Qui ad aspettarmi ci sono Sara, Saul e Samir Rodriguez, una famiglia di artisti capaci di produrre splendidi oggetti di artigianato e curiose sculture in terracotta. La casa è amena quanto il loro lavoro.
Barquisimento vanta l`attributo di "città più musicale del Venezuela" . Sono venuto proprio qui per ascoltare un genere venezuelano molto particolare, il "Golpe Tucuyano", considerato uno dei più rappresentativi del Venezuela.
Il mio contatto arriva dalla tappa precedente, quando al concerto di Chiguarà (Merida, vedi post: Alla ricerca del violino perduto), conosco i componenti del gruppo "Golperos de Sanare" che mi invitano a fargli visita.
Sanare è un piccolo paesino situato fra le basse montagne dello stato Lara. È conosciuto per la sua musica e per i suoi bellissimi fiori.
Al mio arrivo vengo accolto con una sorpresa: Luis Gerardo è il cuatrista del gruppo e mi informa che proprio oggi nella casa di un campesino ci sarà un Tamunangue. Sinceramente io del Tamunangue non sapevo quasi nulla, avevo solo sentito parlarne vagamente da qualcuno a Barquisimento.
Luis colma in breve tempo la mia lacuna musicale spiegandomi le caratteristiche più peculiari di questo, che poi diventerà uno dei generi che più ho apprezzato in terra venezuelana. Il Tamunangue è una celebrazione musicale religiosa e pagana in onore di Sant'Antonio da Padova.Più che un genere è un rituale musicaleche si esegue specificatamente ogni 13 luglio, ma anche in altre occasioni e momenti dell`anno, con la funzione di rito propiziatorio per il raccolto o, come in questo caso, come pagamento di una promessa al Santo. Ancora una volta incontro nel viaggio un genere musicale che viene associato al culto di un Santo cristiano (vedi post: Bumba meu boi e Alla ricerca del..).

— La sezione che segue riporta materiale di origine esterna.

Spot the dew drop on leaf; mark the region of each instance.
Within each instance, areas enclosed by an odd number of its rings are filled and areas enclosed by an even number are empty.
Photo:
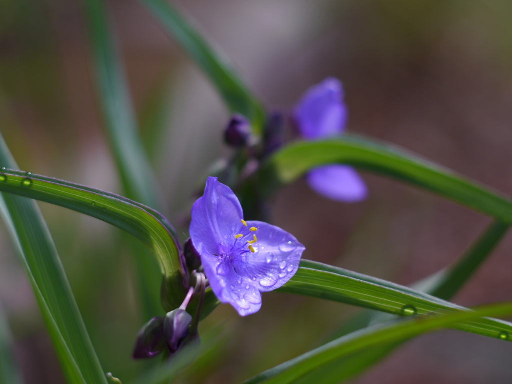
[[[25,177],[24,179],[22,180],[22,185],[23,187],[31,187],[32,185],[32,181],[31,178]]]
[[[402,316],[411,316],[416,314],[417,312],[416,308],[409,304],[404,305],[400,309],[400,314]]]

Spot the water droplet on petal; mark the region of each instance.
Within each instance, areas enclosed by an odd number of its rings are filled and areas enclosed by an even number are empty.
[[[24,187],[31,187],[32,184],[32,179],[25,177],[22,180],[22,185]]]
[[[402,316],[411,316],[416,314],[417,312],[416,308],[409,304],[404,305],[400,309],[400,314]]]
[[[247,292],[244,295],[244,298],[249,303],[253,304],[259,304],[261,303],[261,294],[259,292]]]
[[[240,299],[237,300],[237,304],[241,308],[243,309],[248,309],[251,305],[245,299]]]
[[[293,241],[286,241],[279,244],[279,250],[282,252],[291,252],[296,247]]]
[[[498,338],[501,340],[508,340],[508,332],[502,331],[498,334]]]
[[[227,275],[229,270],[228,269],[227,266],[226,265],[225,263],[221,263],[217,265],[217,275],[223,276],[224,275]]]
[[[275,275],[267,275],[260,280],[260,285],[262,287],[271,287],[278,281],[278,276]]]

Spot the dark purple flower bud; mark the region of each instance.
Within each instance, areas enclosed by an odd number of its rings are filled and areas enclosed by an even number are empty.
[[[231,147],[243,147],[250,135],[250,124],[241,115],[233,115],[224,131],[224,141]]]
[[[284,143],[285,118],[279,111],[271,113],[267,121],[263,134],[264,154],[270,153]]]
[[[134,358],[148,358],[160,353],[165,348],[163,338],[163,318],[153,318],[146,323],[137,336]]]
[[[188,239],[183,244],[183,256],[190,270],[197,269],[201,266],[201,256],[192,244],[191,239]]]
[[[192,317],[186,310],[179,308],[165,315],[163,333],[171,354],[178,350],[181,342],[188,334],[188,326],[191,322]]]

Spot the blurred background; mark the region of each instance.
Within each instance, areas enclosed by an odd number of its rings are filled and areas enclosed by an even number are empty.
[[[208,166],[230,150],[226,110],[208,80],[135,0],[107,2],[164,213],[181,217]],[[512,193],[512,3],[505,0],[182,0],[174,4],[229,57],[271,109],[289,110],[327,76],[344,83],[350,131],[385,140]],[[120,184],[102,129],[82,5],[0,2],[0,130],[26,171],[114,192]],[[408,284],[453,261],[490,221],[430,193],[365,173],[356,204],[304,180],[271,202],[273,223],[306,258]],[[141,310],[120,230],[41,203],[105,371],[124,382]],[[507,236],[455,298],[512,300]],[[157,286],[159,284],[158,282]],[[158,295],[155,291],[155,295]],[[63,378],[25,273],[0,228],[0,300],[27,384]],[[266,293],[241,318],[221,305],[200,330],[209,348],[177,382],[239,383],[318,346],[355,307]],[[417,338],[352,382],[508,383],[512,346],[444,331]]]

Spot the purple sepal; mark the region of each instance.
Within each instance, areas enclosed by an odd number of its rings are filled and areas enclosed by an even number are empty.
[[[257,312],[261,292],[279,288],[297,271],[304,246],[270,224],[244,225],[238,199],[217,177],[208,178],[191,216],[190,237],[211,289],[241,315]]]
[[[274,111],[269,114],[263,133],[263,154],[267,155],[283,146],[284,138],[285,117]]]
[[[224,131],[224,141],[231,147],[243,147],[250,135],[250,124],[241,115],[233,115]]]
[[[201,257],[194,247],[191,239],[189,238],[183,244],[183,256],[190,270],[197,269],[201,265]]]
[[[163,318],[153,318],[146,323],[137,336],[134,358],[148,358],[158,354],[165,348],[163,338]]]
[[[338,201],[364,200],[368,191],[364,182],[352,167],[330,164],[313,168],[306,175],[311,189],[319,195]]]
[[[342,83],[332,77],[308,89],[294,113],[302,137],[312,140],[340,134],[347,115],[343,99]]]
[[[163,334],[170,353],[180,348],[181,342],[188,334],[188,326],[191,322],[192,317],[184,309],[178,308],[165,315]]]

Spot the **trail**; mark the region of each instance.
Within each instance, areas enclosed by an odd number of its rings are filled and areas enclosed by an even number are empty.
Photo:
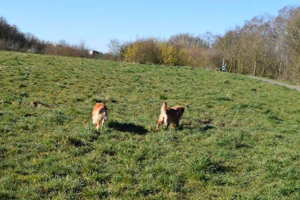
[[[261,77],[252,76],[247,76],[252,78],[257,79],[258,80],[264,81],[264,82],[269,82],[271,84],[278,84],[280,86],[285,86],[286,87],[288,87],[289,88],[292,88],[292,89],[296,89],[296,90],[297,90],[297,91],[300,92],[300,86],[284,84],[283,82],[280,82],[278,81],[274,80],[270,80],[269,79],[264,78],[262,78]]]

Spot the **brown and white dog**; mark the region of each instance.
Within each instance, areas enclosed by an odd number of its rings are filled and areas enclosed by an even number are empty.
[[[96,124],[97,130],[99,130],[100,123],[102,128],[104,122],[108,120],[108,110],[105,104],[103,102],[96,104],[92,109],[92,124]]]
[[[182,116],[184,112],[184,107],[176,106],[169,108],[166,106],[166,102],[164,102],[160,108],[160,115],[156,126],[156,130],[160,128],[160,126],[162,124],[164,124],[166,126],[165,130],[168,129],[170,123],[172,123],[173,128],[178,126],[179,121]]]

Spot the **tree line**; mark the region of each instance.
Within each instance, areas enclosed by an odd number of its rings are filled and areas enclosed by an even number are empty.
[[[224,58],[228,72],[299,84],[300,7],[285,7],[274,16],[255,16],[222,36],[188,33],[122,44],[112,40],[108,47],[115,60],[215,70]]]
[[[108,47],[108,53],[88,55],[83,42],[77,46],[41,40],[0,17],[0,50],[214,70],[224,58],[230,72],[300,84],[300,6],[286,6],[276,16],[255,16],[223,35],[186,33],[123,43],[114,39]]]

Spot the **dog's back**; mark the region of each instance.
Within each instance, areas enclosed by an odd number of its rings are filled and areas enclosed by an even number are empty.
[[[169,108],[166,106],[166,102],[164,102],[160,108],[160,114],[158,118],[156,128],[158,129],[160,128],[160,125],[163,123],[164,123],[166,126],[166,130],[168,128],[170,123],[172,123],[173,127],[176,126],[179,126],[179,121],[184,112],[184,107],[176,106]]]
[[[92,122],[97,124],[104,119],[105,121],[108,120],[108,113],[104,103],[97,103],[94,106],[92,112]]]

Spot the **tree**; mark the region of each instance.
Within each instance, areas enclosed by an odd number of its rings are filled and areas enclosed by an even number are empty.
[[[110,53],[112,55],[114,60],[116,61],[120,54],[121,48],[120,42],[116,39],[110,40],[108,46],[110,50]]]

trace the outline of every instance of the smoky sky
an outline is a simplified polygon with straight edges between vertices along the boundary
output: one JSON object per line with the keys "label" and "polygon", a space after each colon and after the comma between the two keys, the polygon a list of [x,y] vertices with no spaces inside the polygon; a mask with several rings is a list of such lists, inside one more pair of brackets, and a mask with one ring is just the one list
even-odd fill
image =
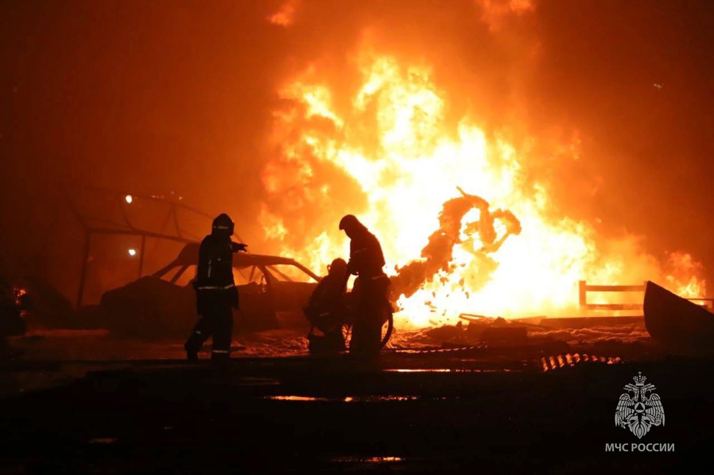
{"label": "smoky sky", "polygon": [[714,277],[710,2],[534,1],[494,23],[484,4],[509,2],[304,0],[286,27],[267,20],[282,4],[4,1],[0,272],[45,272],[55,241],[70,253],[48,206],[68,184],[173,191],[232,213],[259,250],[278,88],[315,61],[351,87],[368,34],[431,65],[451,116],[532,143],[527,172],[563,215]]}

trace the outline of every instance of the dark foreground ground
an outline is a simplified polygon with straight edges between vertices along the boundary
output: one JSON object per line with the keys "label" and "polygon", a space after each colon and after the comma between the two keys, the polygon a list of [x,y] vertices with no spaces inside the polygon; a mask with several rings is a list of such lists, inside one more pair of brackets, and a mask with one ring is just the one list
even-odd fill
{"label": "dark foreground ground", "polygon": [[[2,377],[61,366],[81,377],[0,400],[0,472],[652,474],[708,466],[711,361],[658,356],[543,372],[537,352],[391,352],[373,363],[243,357],[223,368],[7,364]],[[665,425],[642,440],[614,425],[623,387],[638,372],[657,387],[665,412]],[[605,449],[638,442],[674,451]]]}

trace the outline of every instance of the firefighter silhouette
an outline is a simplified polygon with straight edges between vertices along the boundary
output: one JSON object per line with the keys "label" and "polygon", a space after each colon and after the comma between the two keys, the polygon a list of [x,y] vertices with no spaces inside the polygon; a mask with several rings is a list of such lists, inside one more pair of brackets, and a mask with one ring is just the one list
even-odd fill
{"label": "firefighter silhouette", "polygon": [[230,216],[219,215],[213,220],[211,234],[201,242],[193,280],[198,322],[185,345],[191,361],[198,359],[198,351],[211,334],[211,359],[230,357],[233,309],[238,305],[238,289],[233,280],[233,255],[247,247],[231,240],[234,226]]}
{"label": "firefighter silhouette", "polygon": [[390,281],[382,270],[385,264],[382,247],[375,235],[352,215],[340,220],[340,229],[350,238],[346,277],[357,276],[352,290],[355,315],[350,352],[376,355],[389,305]]}
{"label": "firefighter silhouette", "polygon": [[[307,336],[311,353],[331,353],[345,349],[342,327],[348,312],[346,301],[347,262],[338,257],[327,269],[327,275],[320,280],[308,306],[303,309],[311,325]],[[323,334],[316,334],[316,328]]]}

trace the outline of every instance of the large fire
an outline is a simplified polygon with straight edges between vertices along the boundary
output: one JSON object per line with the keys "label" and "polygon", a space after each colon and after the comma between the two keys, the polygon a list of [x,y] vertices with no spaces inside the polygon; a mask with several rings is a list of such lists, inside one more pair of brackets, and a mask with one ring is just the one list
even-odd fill
{"label": "large fire", "polygon": [[688,255],[660,265],[635,238],[601,239],[558,215],[547,187],[526,179],[523,152],[448,117],[454,99],[428,67],[371,52],[358,63],[349,92],[316,66],[279,91],[261,224],[282,253],[323,270],[346,257],[340,216],[356,215],[381,241],[401,322],[416,326],[462,313],[575,315],[579,280],[703,294]]}

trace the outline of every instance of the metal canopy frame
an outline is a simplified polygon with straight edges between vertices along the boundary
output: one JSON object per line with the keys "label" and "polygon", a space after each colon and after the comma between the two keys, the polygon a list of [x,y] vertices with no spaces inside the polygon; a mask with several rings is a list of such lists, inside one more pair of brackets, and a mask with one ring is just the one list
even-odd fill
{"label": "metal canopy frame", "polygon": [[[95,235],[129,235],[139,236],[141,238],[141,246],[139,250],[138,276],[141,277],[144,273],[144,256],[146,245],[146,238],[166,240],[176,242],[183,242],[188,244],[197,242],[199,238],[187,233],[181,228],[179,222],[179,211],[187,211],[194,213],[202,218],[212,220],[213,218],[207,213],[195,208],[184,205],[180,201],[176,201],[173,198],[166,198],[164,196],[156,195],[144,195],[134,193],[128,191],[122,191],[111,188],[105,188],[96,186],[75,186],[74,190],[82,190],[95,193],[103,198],[108,198],[111,204],[111,209],[107,215],[101,217],[90,216],[83,213],[78,208],[77,203],[72,199],[73,193],[68,190],[65,193],[65,197],[69,205],[69,209],[72,215],[76,218],[81,225],[84,233],[84,245],[82,252],[82,269],[79,282],[79,290],[77,292],[76,306],[79,308],[82,303],[84,296],[84,287],[87,277],[87,270],[89,265],[89,252],[91,250],[92,237]],[[127,212],[126,204],[131,204],[126,201],[126,197],[131,197],[131,202],[134,200],[158,203],[160,206],[165,207],[166,214],[164,223],[160,230],[154,231],[142,229],[134,225]],[[180,199],[180,198],[179,198]],[[169,230],[169,223],[173,224],[173,230]]]}

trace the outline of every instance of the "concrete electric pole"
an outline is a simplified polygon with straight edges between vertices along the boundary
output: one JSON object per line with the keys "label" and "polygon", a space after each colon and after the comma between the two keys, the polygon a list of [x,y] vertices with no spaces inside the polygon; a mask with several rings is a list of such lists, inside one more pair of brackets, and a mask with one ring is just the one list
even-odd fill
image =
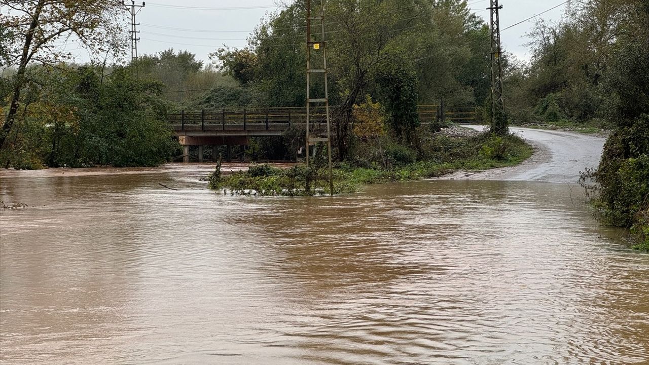
{"label": "concrete electric pole", "polygon": [[502,100],[502,64],[500,62],[500,18],[499,10],[502,5],[498,0],[491,0],[491,131],[503,135],[508,131],[507,117]]}
{"label": "concrete electric pole", "polygon": [[122,5],[126,6],[127,10],[130,14],[130,23],[129,24],[130,25],[130,62],[132,64],[134,60],[138,59],[138,42],[140,40],[138,37],[138,34],[140,33],[138,25],[140,23],[136,23],[135,16],[140,14],[146,4],[142,1],[141,5],[137,5],[134,0],[132,0],[130,3],[130,5],[127,5],[122,1]]}
{"label": "concrete electric pole", "polygon": [[[312,16],[311,0],[306,0],[306,167],[310,167],[311,145],[315,145],[320,142],[326,142],[328,150],[330,193],[333,195],[334,177],[332,170],[331,120],[329,116],[329,90],[327,84],[326,43],[324,40],[324,0],[321,0],[320,4],[320,14],[316,16]],[[321,32],[317,36],[318,40],[313,40],[312,37],[312,21],[319,22],[320,23]],[[322,68],[312,68],[312,52],[317,52],[319,53],[318,55],[321,56],[321,58],[320,57],[319,58],[322,60]],[[311,78],[316,75],[321,75],[324,78],[324,97],[312,97]],[[323,104],[324,105],[326,119],[326,134],[324,131],[319,128],[320,123],[312,121],[313,116],[312,108],[314,107],[312,105],[321,106]]]}

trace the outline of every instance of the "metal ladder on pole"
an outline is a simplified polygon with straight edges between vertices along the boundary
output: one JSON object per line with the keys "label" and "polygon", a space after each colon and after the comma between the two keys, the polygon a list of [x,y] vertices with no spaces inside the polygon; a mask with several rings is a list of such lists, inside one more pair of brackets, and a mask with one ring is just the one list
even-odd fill
{"label": "metal ladder on pole", "polygon": [[[330,194],[334,195],[334,178],[332,167],[331,151],[331,119],[329,115],[329,90],[327,77],[326,66],[326,43],[324,40],[324,0],[321,0],[321,12],[319,15],[312,16],[311,0],[306,1],[306,167],[310,166],[310,147],[318,143],[326,142],[329,159],[329,188]],[[312,37],[312,22],[320,22],[321,32],[319,40],[313,40]],[[312,52],[319,51],[322,54],[322,68],[312,68]],[[324,97],[312,97],[311,77],[321,75],[324,77]],[[315,123],[312,121],[313,116],[312,106],[324,105],[324,111],[326,117],[326,135],[323,136],[321,131],[312,127]],[[315,150],[314,150],[315,154]]]}

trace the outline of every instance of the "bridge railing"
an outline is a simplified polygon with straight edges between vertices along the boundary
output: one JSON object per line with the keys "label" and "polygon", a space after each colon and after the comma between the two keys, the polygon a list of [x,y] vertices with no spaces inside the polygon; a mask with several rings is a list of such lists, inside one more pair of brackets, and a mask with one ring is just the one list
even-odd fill
{"label": "bridge railing", "polygon": [[[331,108],[335,118],[336,107]],[[417,107],[420,120],[430,123],[445,120],[458,123],[475,123],[478,112],[474,107],[452,108],[443,110],[439,105]],[[312,120],[326,121],[324,107],[312,108]],[[306,121],[306,108],[240,108],[220,110],[182,111],[169,115],[169,123],[180,131],[214,130],[275,130],[286,129],[294,124],[304,125]]]}

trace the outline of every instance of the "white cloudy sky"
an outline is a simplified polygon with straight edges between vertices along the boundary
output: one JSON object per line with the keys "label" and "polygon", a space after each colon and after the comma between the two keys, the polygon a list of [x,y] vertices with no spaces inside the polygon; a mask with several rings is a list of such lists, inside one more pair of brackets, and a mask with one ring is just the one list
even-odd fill
{"label": "white cloudy sky", "polygon": [[[242,47],[245,38],[269,12],[276,11],[277,5],[290,0],[154,0],[146,1],[146,7],[138,15],[141,38],[140,53],[154,53],[173,47],[195,53],[198,58],[207,60],[208,53],[227,45]],[[141,0],[136,3],[141,3]],[[563,0],[501,0],[501,27],[505,28],[543,12]],[[489,21],[485,8],[489,0],[469,0],[469,6],[476,14]],[[225,8],[249,7],[247,9]],[[565,6],[539,17],[558,20]],[[217,9],[215,8],[221,8]],[[533,25],[530,21],[502,33],[506,49],[519,59],[529,54],[524,45],[524,34]]]}

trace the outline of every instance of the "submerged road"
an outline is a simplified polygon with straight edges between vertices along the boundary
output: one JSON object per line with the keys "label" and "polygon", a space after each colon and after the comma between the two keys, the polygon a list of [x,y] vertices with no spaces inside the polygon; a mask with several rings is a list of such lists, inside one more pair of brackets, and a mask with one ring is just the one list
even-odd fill
{"label": "submerged road", "polygon": [[[482,125],[469,125],[482,130]],[[463,178],[475,180],[576,182],[579,173],[599,165],[606,139],[600,136],[560,131],[511,128],[536,149],[529,160],[512,168],[496,169]],[[455,176],[454,177],[457,177]]]}

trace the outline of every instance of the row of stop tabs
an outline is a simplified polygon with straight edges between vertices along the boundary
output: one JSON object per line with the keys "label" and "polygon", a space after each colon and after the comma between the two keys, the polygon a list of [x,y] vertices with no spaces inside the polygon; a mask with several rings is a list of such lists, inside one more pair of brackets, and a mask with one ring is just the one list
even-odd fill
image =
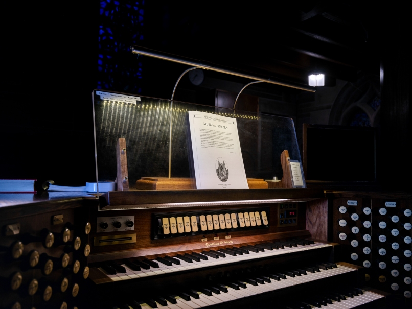
{"label": "row of stop tabs", "polygon": [[176,234],[268,225],[266,211],[250,211],[162,218],[163,234]]}

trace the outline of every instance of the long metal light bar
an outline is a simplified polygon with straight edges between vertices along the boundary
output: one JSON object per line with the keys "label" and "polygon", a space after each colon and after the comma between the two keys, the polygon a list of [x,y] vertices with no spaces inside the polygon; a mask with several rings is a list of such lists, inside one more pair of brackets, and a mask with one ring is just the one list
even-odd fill
{"label": "long metal light bar", "polygon": [[261,76],[250,75],[250,74],[243,73],[239,71],[228,69],[222,66],[215,65],[210,62],[208,62],[202,60],[197,60],[190,58],[176,56],[171,54],[168,54],[167,53],[163,53],[162,52],[154,51],[153,50],[150,50],[149,49],[146,49],[139,46],[135,45],[132,46],[131,51],[133,54],[143,55],[144,56],[147,56],[148,57],[152,57],[153,58],[156,58],[157,59],[162,59],[164,60],[168,60],[173,62],[181,63],[182,64],[187,64],[187,65],[190,65],[191,66],[196,66],[199,68],[216,71],[216,72],[220,72],[221,73],[225,73],[226,74],[230,74],[231,75],[235,75],[236,76],[240,76],[240,77],[249,78],[256,81],[265,82],[266,83],[269,83],[269,84],[274,84],[275,85],[280,85],[281,86],[290,87],[290,88],[294,88],[295,89],[303,90],[311,92],[314,92],[316,91],[315,87],[309,86],[308,85],[303,85],[302,84],[299,84],[297,83],[292,83],[290,82],[281,81],[277,79],[270,76],[267,78],[265,78]]}

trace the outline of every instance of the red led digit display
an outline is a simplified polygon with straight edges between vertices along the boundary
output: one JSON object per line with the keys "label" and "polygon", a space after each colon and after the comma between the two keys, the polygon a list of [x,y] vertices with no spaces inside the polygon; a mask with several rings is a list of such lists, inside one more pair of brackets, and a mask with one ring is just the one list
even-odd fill
{"label": "red led digit display", "polygon": [[290,218],[291,217],[297,217],[297,212],[296,210],[286,210],[285,211],[285,218]]}

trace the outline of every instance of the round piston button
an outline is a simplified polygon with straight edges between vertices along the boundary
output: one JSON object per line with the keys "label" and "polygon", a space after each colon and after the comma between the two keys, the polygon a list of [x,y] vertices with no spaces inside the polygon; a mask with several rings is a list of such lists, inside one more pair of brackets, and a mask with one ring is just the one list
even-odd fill
{"label": "round piston button", "polygon": [[386,241],[386,236],[384,235],[380,235],[379,239],[381,243],[384,243]]}
{"label": "round piston button", "polygon": [[357,247],[359,245],[359,242],[356,240],[353,240],[351,242],[351,245],[352,247]]}
{"label": "round piston button", "polygon": [[381,248],[378,251],[380,255],[385,255],[386,254],[386,250],[383,248]]}
{"label": "round piston button", "polygon": [[379,209],[379,213],[382,215],[382,216],[384,216],[386,214],[386,208],[381,208]]}
{"label": "round piston button", "polygon": [[408,231],[411,228],[412,228],[412,224],[411,224],[409,222],[407,222],[407,223],[404,224],[403,228],[404,228],[405,230]]}
{"label": "round piston button", "polygon": [[379,262],[378,265],[381,269],[385,269],[386,268],[386,264],[385,262]]}
{"label": "round piston button", "polygon": [[397,223],[399,221],[399,217],[397,216],[393,216],[391,217],[391,220],[394,223]]}

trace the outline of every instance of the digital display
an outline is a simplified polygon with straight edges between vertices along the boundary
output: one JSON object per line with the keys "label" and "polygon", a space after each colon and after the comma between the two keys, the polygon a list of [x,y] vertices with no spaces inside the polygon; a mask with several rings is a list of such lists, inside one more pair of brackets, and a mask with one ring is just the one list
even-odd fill
{"label": "digital display", "polygon": [[291,217],[297,217],[297,211],[295,210],[286,210],[285,211],[285,218],[290,218]]}

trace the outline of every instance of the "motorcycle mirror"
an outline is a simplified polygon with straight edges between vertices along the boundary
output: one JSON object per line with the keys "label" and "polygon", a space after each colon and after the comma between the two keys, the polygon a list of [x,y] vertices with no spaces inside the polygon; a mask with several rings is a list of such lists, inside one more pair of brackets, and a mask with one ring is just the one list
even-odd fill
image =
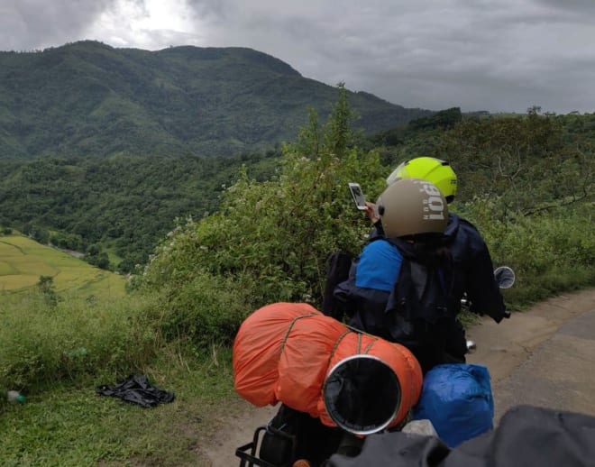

Ci avviciniamo alla casa della promessa, e Luis mi confessa di non conoscere il motivo di questo Tamunangue. Si stanno facendo gli ultimi preparativi e parenti, amici e musici si sistemano nel cortiletto posteriore dell`umile abitazione. L`atmosfera è un misto tra festa, mistero e aspettativa. Tutti mi accolgono con grande gentilezza, ma in questo caso mi sento più intruso che mai, vista la situazione molto intima del rituale, e visto che non mi è mai piaciuto documentare con video e foto una celebrazione che ha a che fare con aspetti religiosi. Questa sensazione però durerà poco, sedata dalla cordialità e dall`accoglienza che solo un venezuelano può dimostrare. Conosco il padrone della casa che è anche colui che deve pagare la promessa: si tratta di suo figlio, che ha una grave malattia che non gli permette di camminare. Sembra però che il male sia migliorato e quindi è arrivato il momento di pagare la promessa.
In una parete è appoggiato un piccolo altare sul quale è sistemata una statua di Sant'Antonio da Padova. L`altare è adornato con molti fiori, una candela ed un bicchiere d'acqua. Si dà fuoco a dell`incenso in un secchio di latta e si comincia a recitare un lungo rosario.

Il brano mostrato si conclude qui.